Dr Tim Coker’s Retirement
With my wife, Grania O’Mahony, we started St Wulfstan Surgery nearly 20 yrs ago. 20 years this August in fact.
We started with 800 patients, two doctors, 1 nurse, 2 receptionists and a practice manager. 20 years on we are approaching 8000 patients, 6 doctors, 20 staff plus another 5 or so attached staff working across the local practices.
Right from the start we wanted the surgery to be different. We wanted to provide the best, the most convenient and to always say “yes” when someone wanted an appointment. We wanted to form a practice with a community feeling to it, where people felt they were involved and would be proud to work for the practice or to be a patient registered there.
Basically what we wanted was to provide a service that we ourselves would want to receive, that if someone asked me whether I would want to be a patient at this practice I would say “yes”.
Grania and I are now retiring and I wanted to say just a few things looking back over those 20 years.
It has not always been easy. At the beginning we could never take time off together, the days were long and the weekends even longer. But with time we grew. We have always focussed on taking new doctors and staff with the St Wulfstan ethos of quality of care, good access to appointments, patient involvement and good communication.
I am pleased to be able to say I think we are leaving a practice that is in excellent hands. Drs Viswanathan and Al-Ramadani, practice manager Lindsay Ward, all the clinical staff (doctors, nurses and health care assistants) and admin and reception have been the best of colleagues and friends. Without them, and their positive support, always prepared to go the extra mile, come up with new ideas, (sometimes telling me which of our ideas are not so sensible), we could not have thrived the way we have.
So, I will be forever grateful to everyone at the practice for its success, the enjoyment and honour of working as a GP in Southam and the harmony of the surgery.
Of course it is the patients and the local population that have made the last 20 years so worthwhile for us both. We were delighted to be graded as outstanding by the Care Quality Commission and by the patients’ involvement in our assessment.
Really the support of the patients over the many years has been tremendous.

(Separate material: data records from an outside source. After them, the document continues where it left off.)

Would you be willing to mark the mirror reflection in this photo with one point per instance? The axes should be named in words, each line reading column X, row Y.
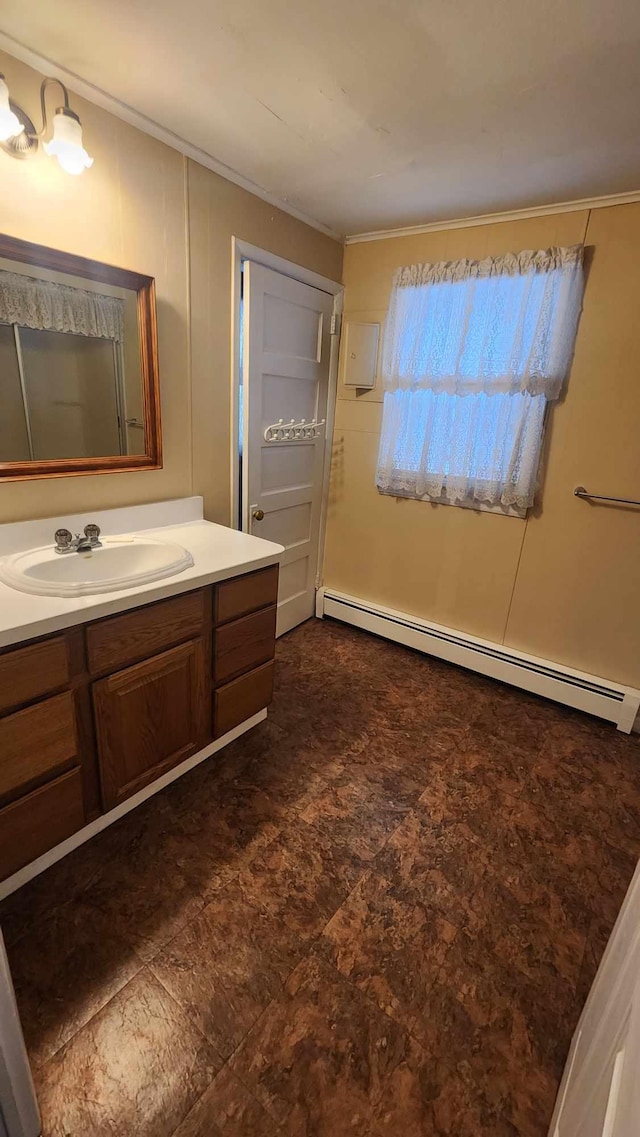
column 71, row 383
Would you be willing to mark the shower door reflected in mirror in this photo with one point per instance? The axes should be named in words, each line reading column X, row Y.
column 79, row 386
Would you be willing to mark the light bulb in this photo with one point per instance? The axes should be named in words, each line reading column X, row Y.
column 66, row 144
column 10, row 125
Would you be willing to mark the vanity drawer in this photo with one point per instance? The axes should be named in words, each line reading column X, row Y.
column 118, row 640
column 246, row 594
column 243, row 644
column 241, row 698
column 36, row 741
column 26, row 673
column 35, row 823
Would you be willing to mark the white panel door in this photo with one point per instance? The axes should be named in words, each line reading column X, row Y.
column 600, row 1090
column 284, row 375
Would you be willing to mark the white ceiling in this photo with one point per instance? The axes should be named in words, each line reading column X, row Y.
column 368, row 114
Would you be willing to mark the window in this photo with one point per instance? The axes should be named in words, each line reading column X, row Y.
column 473, row 354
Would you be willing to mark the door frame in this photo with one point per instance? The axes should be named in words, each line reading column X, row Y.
column 241, row 250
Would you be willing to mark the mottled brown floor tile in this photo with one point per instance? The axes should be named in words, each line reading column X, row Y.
column 427, row 1098
column 321, row 1056
column 441, row 865
column 495, row 763
column 587, row 746
column 578, row 798
column 154, row 888
column 231, row 821
column 541, row 848
column 226, row 1109
column 506, row 1030
column 615, row 872
column 624, row 829
column 391, row 948
column 538, row 935
column 301, row 878
column 22, row 911
column 136, row 1068
column 597, row 939
column 451, row 799
column 512, row 720
column 362, row 807
column 524, row 840
column 227, row 964
column 64, row 971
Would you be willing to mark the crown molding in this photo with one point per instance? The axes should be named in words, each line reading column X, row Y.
column 127, row 114
column 437, row 226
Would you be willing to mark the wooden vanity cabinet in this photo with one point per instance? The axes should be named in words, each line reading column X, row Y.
column 150, row 718
column 94, row 714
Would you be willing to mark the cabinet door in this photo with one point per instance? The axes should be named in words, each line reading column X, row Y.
column 150, row 718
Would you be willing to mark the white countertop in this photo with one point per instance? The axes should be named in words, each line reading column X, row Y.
column 217, row 553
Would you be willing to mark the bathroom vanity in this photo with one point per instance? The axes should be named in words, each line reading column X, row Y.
column 116, row 694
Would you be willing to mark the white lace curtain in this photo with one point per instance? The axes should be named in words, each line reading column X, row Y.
column 473, row 351
column 53, row 307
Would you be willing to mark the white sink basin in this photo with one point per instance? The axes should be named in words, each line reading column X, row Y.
column 123, row 562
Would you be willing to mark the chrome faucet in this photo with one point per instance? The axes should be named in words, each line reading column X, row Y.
column 66, row 542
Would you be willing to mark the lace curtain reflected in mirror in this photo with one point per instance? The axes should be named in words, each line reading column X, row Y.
column 71, row 383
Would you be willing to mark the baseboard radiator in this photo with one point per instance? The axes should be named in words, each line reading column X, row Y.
column 563, row 685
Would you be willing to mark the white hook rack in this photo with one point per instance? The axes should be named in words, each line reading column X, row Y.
column 294, row 432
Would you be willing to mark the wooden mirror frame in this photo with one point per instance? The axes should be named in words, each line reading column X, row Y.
column 11, row 248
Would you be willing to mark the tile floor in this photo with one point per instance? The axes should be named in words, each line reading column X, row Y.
column 377, row 914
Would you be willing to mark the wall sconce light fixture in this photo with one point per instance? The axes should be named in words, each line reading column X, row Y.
column 19, row 139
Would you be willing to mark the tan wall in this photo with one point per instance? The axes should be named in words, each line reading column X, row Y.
column 216, row 209
column 564, row 583
column 131, row 209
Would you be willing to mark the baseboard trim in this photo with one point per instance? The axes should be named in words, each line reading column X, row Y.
column 105, row 820
column 554, row 681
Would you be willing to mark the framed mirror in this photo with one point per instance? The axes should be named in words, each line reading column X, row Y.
column 79, row 365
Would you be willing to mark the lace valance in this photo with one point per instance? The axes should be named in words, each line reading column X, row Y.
column 500, row 325
column 53, row 307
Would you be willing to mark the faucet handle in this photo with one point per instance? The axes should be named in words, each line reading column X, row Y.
column 64, row 539
column 92, row 532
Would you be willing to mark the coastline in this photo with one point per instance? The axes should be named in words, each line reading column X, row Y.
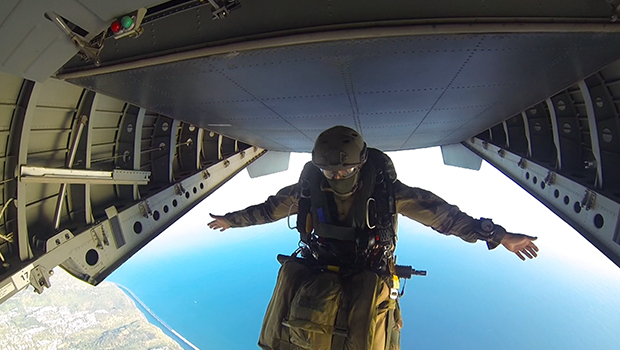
column 155, row 320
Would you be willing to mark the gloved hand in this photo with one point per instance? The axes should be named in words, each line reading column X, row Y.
column 220, row 223
column 520, row 245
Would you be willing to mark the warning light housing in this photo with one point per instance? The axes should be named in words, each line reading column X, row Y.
column 129, row 24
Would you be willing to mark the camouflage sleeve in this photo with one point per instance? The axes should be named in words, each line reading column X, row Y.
column 430, row 210
column 275, row 208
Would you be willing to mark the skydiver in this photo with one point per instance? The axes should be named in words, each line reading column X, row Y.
column 347, row 201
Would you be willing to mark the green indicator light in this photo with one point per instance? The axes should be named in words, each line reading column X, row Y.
column 126, row 22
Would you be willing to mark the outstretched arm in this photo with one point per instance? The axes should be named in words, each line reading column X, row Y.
column 220, row 223
column 522, row 245
column 273, row 209
column 430, row 210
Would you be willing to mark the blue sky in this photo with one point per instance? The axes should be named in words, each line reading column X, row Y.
column 213, row 287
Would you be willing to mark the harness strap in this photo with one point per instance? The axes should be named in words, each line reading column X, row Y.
column 390, row 326
column 342, row 321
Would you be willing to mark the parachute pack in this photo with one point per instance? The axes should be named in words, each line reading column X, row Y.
column 316, row 308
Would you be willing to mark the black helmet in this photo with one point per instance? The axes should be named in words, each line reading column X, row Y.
column 340, row 151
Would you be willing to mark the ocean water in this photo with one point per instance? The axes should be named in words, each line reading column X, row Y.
column 214, row 293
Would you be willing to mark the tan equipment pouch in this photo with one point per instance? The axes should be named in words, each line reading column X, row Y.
column 312, row 310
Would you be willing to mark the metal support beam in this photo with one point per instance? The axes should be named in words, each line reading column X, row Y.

Being the local GP, looking after generations of families, with their ups and downs, their joys and sadness, is something I will always remember. It has been a job like no other and it is the patients who have literally taken us into their homes, revealed their deepest worries and given us such trust that makes being a GP such a privilege. Many people have touched our lives and there are many people I think of frequently who have given us their kindness and encouragement.
So thank you for reading this short goodbye. We are hoping to be off to Zanzibar in July to work for a local hospital there. We hope our Swahili will improve whilst we are away and we will of course be thinking of home and of you whilst we are away. I may not be called “the young doctor” anymore, but I still feel I am inside.